Cholecalciferol is main ingredient in rat poison. Too much Cholecalciferol can kill. Cholecalciferol is a main ingredient in vitamin d3 pills. I realize vitamon d3 is manufactured in labs. Is vitamin D3 safe? If yes, how can it be safe if it is the main ingredient in rat poison? Please I need some answers. Thank you
Cholecalciferol is main ingredient in rat poison. It is in vitamin D3. Is vitamin d3 safe?

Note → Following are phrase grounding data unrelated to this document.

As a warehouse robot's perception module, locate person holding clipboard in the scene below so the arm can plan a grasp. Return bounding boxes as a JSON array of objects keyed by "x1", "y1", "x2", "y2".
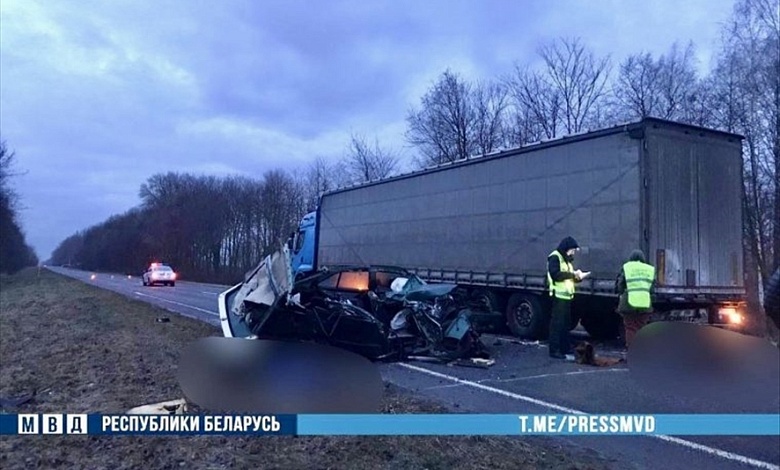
[{"x1": 546, "y1": 236, "x2": 590, "y2": 359}]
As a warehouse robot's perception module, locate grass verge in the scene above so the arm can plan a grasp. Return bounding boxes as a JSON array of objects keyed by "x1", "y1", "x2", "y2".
[{"x1": 1, "y1": 268, "x2": 617, "y2": 469}]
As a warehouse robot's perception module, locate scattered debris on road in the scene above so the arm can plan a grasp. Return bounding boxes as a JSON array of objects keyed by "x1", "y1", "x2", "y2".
[
  {"x1": 0, "y1": 391, "x2": 36, "y2": 409},
  {"x1": 127, "y1": 398, "x2": 188, "y2": 415},
  {"x1": 574, "y1": 341, "x2": 624, "y2": 367},
  {"x1": 449, "y1": 358, "x2": 496, "y2": 369}
]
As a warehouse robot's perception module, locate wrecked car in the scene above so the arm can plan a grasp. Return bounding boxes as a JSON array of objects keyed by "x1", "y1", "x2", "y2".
[{"x1": 218, "y1": 246, "x2": 490, "y2": 362}]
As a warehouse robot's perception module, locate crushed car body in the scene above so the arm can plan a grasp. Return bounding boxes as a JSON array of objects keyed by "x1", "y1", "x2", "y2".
[{"x1": 218, "y1": 245, "x2": 490, "y2": 363}]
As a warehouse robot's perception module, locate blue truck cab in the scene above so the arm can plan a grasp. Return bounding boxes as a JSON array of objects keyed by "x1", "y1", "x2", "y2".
[{"x1": 289, "y1": 211, "x2": 317, "y2": 280}]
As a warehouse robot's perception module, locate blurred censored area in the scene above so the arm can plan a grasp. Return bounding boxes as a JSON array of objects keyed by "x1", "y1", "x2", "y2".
[
  {"x1": 178, "y1": 337, "x2": 383, "y2": 413},
  {"x1": 629, "y1": 322, "x2": 780, "y2": 411}
]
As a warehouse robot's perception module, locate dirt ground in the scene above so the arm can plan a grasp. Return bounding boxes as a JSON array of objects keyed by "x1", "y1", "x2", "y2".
[{"x1": 0, "y1": 268, "x2": 618, "y2": 470}]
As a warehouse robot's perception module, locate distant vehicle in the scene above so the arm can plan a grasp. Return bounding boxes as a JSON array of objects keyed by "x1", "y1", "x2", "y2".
[{"x1": 142, "y1": 263, "x2": 176, "y2": 287}]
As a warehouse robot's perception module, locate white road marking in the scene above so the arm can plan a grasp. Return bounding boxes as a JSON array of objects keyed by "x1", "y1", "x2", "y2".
[
  {"x1": 133, "y1": 291, "x2": 219, "y2": 316},
  {"x1": 398, "y1": 362, "x2": 780, "y2": 470},
  {"x1": 201, "y1": 291, "x2": 219, "y2": 296},
  {"x1": 424, "y1": 368, "x2": 629, "y2": 390},
  {"x1": 67, "y1": 268, "x2": 775, "y2": 469},
  {"x1": 491, "y1": 368, "x2": 629, "y2": 383}
]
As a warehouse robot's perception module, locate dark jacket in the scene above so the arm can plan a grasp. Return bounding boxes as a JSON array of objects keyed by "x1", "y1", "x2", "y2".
[
  {"x1": 765, "y1": 267, "x2": 780, "y2": 330},
  {"x1": 616, "y1": 249, "x2": 654, "y2": 314},
  {"x1": 548, "y1": 236, "x2": 579, "y2": 283}
]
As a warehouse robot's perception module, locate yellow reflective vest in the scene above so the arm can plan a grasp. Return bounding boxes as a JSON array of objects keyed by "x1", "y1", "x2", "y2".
[
  {"x1": 547, "y1": 250, "x2": 575, "y2": 300},
  {"x1": 623, "y1": 261, "x2": 655, "y2": 309}
]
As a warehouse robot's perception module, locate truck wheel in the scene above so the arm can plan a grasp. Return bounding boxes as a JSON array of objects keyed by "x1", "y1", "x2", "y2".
[
  {"x1": 506, "y1": 293, "x2": 546, "y2": 339},
  {"x1": 471, "y1": 289, "x2": 505, "y2": 313},
  {"x1": 581, "y1": 311, "x2": 621, "y2": 340}
]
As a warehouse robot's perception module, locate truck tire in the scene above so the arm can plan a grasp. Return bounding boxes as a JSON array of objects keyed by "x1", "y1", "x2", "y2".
[
  {"x1": 581, "y1": 311, "x2": 621, "y2": 340},
  {"x1": 506, "y1": 293, "x2": 546, "y2": 339},
  {"x1": 471, "y1": 289, "x2": 506, "y2": 314}
]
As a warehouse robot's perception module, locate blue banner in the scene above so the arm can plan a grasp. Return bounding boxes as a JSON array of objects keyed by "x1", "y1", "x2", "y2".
[
  {"x1": 1, "y1": 414, "x2": 296, "y2": 435},
  {"x1": 298, "y1": 414, "x2": 780, "y2": 436},
  {"x1": 1, "y1": 413, "x2": 777, "y2": 436}
]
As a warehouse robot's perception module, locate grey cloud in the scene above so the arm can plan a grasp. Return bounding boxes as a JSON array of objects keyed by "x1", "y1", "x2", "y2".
[{"x1": 1, "y1": 0, "x2": 737, "y2": 259}]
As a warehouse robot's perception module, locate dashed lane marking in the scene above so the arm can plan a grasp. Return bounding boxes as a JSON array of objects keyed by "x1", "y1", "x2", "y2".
[
  {"x1": 423, "y1": 368, "x2": 630, "y2": 390},
  {"x1": 398, "y1": 363, "x2": 779, "y2": 470},
  {"x1": 133, "y1": 291, "x2": 219, "y2": 316}
]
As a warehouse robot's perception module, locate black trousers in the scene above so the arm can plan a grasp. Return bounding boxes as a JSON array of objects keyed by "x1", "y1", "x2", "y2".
[{"x1": 549, "y1": 298, "x2": 572, "y2": 355}]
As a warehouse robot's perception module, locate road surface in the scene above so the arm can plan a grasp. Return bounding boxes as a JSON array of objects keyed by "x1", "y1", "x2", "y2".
[{"x1": 47, "y1": 266, "x2": 780, "y2": 470}]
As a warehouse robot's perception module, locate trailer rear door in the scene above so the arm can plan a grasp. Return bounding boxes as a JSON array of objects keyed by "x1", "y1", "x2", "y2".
[{"x1": 645, "y1": 123, "x2": 744, "y2": 291}]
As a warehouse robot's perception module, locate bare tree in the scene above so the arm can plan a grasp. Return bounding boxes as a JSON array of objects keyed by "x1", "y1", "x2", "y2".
[
  {"x1": 507, "y1": 68, "x2": 561, "y2": 141},
  {"x1": 613, "y1": 43, "x2": 704, "y2": 124},
  {"x1": 0, "y1": 140, "x2": 14, "y2": 186},
  {"x1": 302, "y1": 156, "x2": 347, "y2": 211},
  {"x1": 746, "y1": 0, "x2": 780, "y2": 273},
  {"x1": 656, "y1": 42, "x2": 700, "y2": 120},
  {"x1": 260, "y1": 169, "x2": 306, "y2": 253},
  {"x1": 55, "y1": 166, "x2": 315, "y2": 283},
  {"x1": 0, "y1": 139, "x2": 38, "y2": 273},
  {"x1": 613, "y1": 52, "x2": 661, "y2": 119},
  {"x1": 506, "y1": 38, "x2": 610, "y2": 142},
  {"x1": 345, "y1": 133, "x2": 399, "y2": 184},
  {"x1": 406, "y1": 69, "x2": 475, "y2": 165},
  {"x1": 709, "y1": 0, "x2": 779, "y2": 284},
  {"x1": 470, "y1": 80, "x2": 510, "y2": 154},
  {"x1": 539, "y1": 37, "x2": 612, "y2": 134}
]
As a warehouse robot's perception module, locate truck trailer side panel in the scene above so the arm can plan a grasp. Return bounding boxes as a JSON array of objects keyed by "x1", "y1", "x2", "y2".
[{"x1": 318, "y1": 128, "x2": 644, "y2": 291}]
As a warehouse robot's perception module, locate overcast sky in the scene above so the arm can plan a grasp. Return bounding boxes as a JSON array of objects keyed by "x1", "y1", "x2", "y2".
[{"x1": 1, "y1": 0, "x2": 735, "y2": 260}]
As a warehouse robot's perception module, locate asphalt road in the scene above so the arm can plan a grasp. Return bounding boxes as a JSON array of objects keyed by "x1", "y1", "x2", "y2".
[{"x1": 48, "y1": 266, "x2": 780, "y2": 470}]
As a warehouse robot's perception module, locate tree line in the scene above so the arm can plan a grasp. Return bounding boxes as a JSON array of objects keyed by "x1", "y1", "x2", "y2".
[
  {"x1": 48, "y1": 134, "x2": 400, "y2": 284},
  {"x1": 0, "y1": 139, "x2": 39, "y2": 274},
  {"x1": 51, "y1": 0, "x2": 777, "y2": 288},
  {"x1": 405, "y1": 0, "x2": 778, "y2": 284}
]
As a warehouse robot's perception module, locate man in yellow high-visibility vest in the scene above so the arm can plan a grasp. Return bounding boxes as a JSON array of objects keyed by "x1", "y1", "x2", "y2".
[
  {"x1": 615, "y1": 249, "x2": 656, "y2": 348},
  {"x1": 547, "y1": 236, "x2": 590, "y2": 359}
]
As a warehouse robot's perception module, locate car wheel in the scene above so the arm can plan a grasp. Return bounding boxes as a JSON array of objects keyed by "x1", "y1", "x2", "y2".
[
  {"x1": 506, "y1": 293, "x2": 547, "y2": 339},
  {"x1": 170, "y1": 282, "x2": 175, "y2": 287}
]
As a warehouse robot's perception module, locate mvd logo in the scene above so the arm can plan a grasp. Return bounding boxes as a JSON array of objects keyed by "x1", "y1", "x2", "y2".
[{"x1": 18, "y1": 414, "x2": 88, "y2": 434}]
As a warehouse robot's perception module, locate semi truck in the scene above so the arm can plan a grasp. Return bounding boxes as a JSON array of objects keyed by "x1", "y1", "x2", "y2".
[{"x1": 289, "y1": 118, "x2": 747, "y2": 340}]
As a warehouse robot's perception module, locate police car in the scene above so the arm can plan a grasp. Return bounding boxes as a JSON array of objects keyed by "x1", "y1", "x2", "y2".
[{"x1": 142, "y1": 263, "x2": 177, "y2": 287}]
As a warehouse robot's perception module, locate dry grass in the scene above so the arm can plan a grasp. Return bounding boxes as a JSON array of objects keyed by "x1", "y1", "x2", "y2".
[{"x1": 0, "y1": 268, "x2": 618, "y2": 470}]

Question posted by zupzuke on 12 Nov 2010
Last updated on 21 October 2016 by Rajive Goel
At high doses cholecalciferol is poisonous. Rodents are somewhat more susceptible to high doses than other species, and cholecalciferol has been used in poison bait for the control of these pests. It has been claimed that the compound is less toxic to non-target species. However, in practice it has been found that use of cholecalciferol in rodenticides represents a significant hazard to other animals, such as dogs and cats. "Cholecalciferol produces hypercalcemia, which results in systemic calcification of soft tissue, leading to renal failure, cardiac abnormalities, hypertension, CNS depression, and GI upset. Signs generally develop within 18-36 hr of ingestion and can include depression, anorexia, polyuria, and polydipsia.
The LD50 is 16.8 mg/kg, but only 9.8 mg/kg if calcium carbonate is added to the bait.Kidneys and heart are target organs.
One gram of pure vitamin D3 is 40 000 000 (40x106) IU, where one IU is equivalent to 0.025 μg. "Recommendations are: 5 micrograms (200 IU or International Units) daily for all individuals (males, female, pregnant/lactating women) under the age of 50 years-old. For all individuals from 50-70 years-old, 10 micrograms daily (400 IU) is recommended. For those who are over 70 years-old, 15 micrograms daily (600 IU) is suggested. The upper limit (UL) for vitamin D has been recommended as 2,000 IU daily due to toxicities that can occur when taken in higher doses. Patients with severe vitamin D deficiency will require treatment with a loading dose, its magnitude can be calculated based on the actual serum 25-hydroxy-vitamin D level and body weight.
Also, there is a therapy for rickets utilizing a single dose, called stoss therapy in Europe - taking from 300 000 IU (7500 μg) to 500 000 IU (12 500 μg), as a single dose, or two to four divided doses.
The 25-hydroxy vitamin D (calcifediol) blood test is used to determine how much vitamin D is in the body. The normal range of calcifediol is 30.0 to 74.0 ng/mL.
"Vitamin D toxicity can result from regular excess intake of this vitamin, and may lead to hypercalcemia and excess bone loss. Individuals at particular risk include those with hyperparathyroidism, kidney disease, sarcoidosis, tuberculosis, or histoplasmosis. Chronic hypercalcemia may lead to serious or even life-threatening complications, and should be managed by a physician. Early symptoms of hypercalcemia may include nausea, vomiting, and anorexia (appetite/weight loss), followed by polyuria (excess urination), polydipsia (excess thirst), weakness, fatigue, somnolence, headache, dry mouth, metallic taste, vertigo, tinnitus (ear ringing), and ataxia (unsteadiness). Kidney function may become impaired, and metastatic calcifications (calcium deposition in organs throughout the body) may occur, particularly affecting the kidneys. Treatment involves stopping the intake of vitamin D or calcium, and lowering the calcium levels under strict medical supervision, with frequent monitoring of calcium levels. Acidification of urine and corticosteroids may be necessary.
However, for more details please do talk to a doctor/pharmacist, take care.